Se
de alguma forma podemos afirmar ser “função” da poesia, se é que deverá
ter alguma função, entre outras coisas, a produção do real ou
quotidiano, a configuração da instigação ou
persuasão e
encantamento, a ininterrupta adequação entre meios e
fins, um projecto cultural ou
estético e ético, etc. (embora
todos estes parâmetros se possam valorizar mais ou menos em função do
contexto) e, ainda que seja recorrente a afirmação bastante
conhecida de Shelley na sua “Defesa da Poesia” (1821): Os
poetas são os legisladores não reconhecidos do mundo, hoje, a
criação poética cada vez mais se vê (ou deveria ver) reduzida àquilo que
Hugo Friedrich chama "dissonâncias", "anormalidades" e "categorias
negativas".
O poeta norte-americano Robert Creeley tem um poema que
coopera na configuração do papel da poesia hoje: Penso que cultivo
tensões / como flores / num bosque onde / ninguém vai...". Aí, está
o lugar da poesia e do poeta: bosque / mundo "onde ninguém vai”.
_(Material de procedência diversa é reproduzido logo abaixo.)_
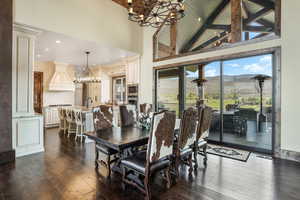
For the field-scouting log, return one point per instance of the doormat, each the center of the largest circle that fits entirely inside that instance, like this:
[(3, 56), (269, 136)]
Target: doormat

Pressões e tensões em ebulição. Portanto, há dois movimentos distintos e
complementares que levam a poesia para uma situação extrema: o movimento
do mundo real, que a expulsa de seu círculo, e o movimento de cada poeta
— que, ao "cultivar" tensões, distancia a poesia do espaço comum das
realidades deste mundo.
Pedro Tamen assevera: Suspendo a mão entre o A
e o B, / entre a minha vida e a vida que andará / dentro da minha vida.
A vida dentro da vida, o tempo dentro do poema, o tempo
que revela quase sempre a visão particular do mundo, ou dos mundos do
poeta e a sua atitude perante a problemática que envolve o ser humano. O
tempo no tempo do poema é espaço aberto, no qual o poeta concretiza a
sua visão da vida e a imagem do espaço que o alimenta e destrói, o tempo
onde se reassume a função originária de baptizar os signos do mundo.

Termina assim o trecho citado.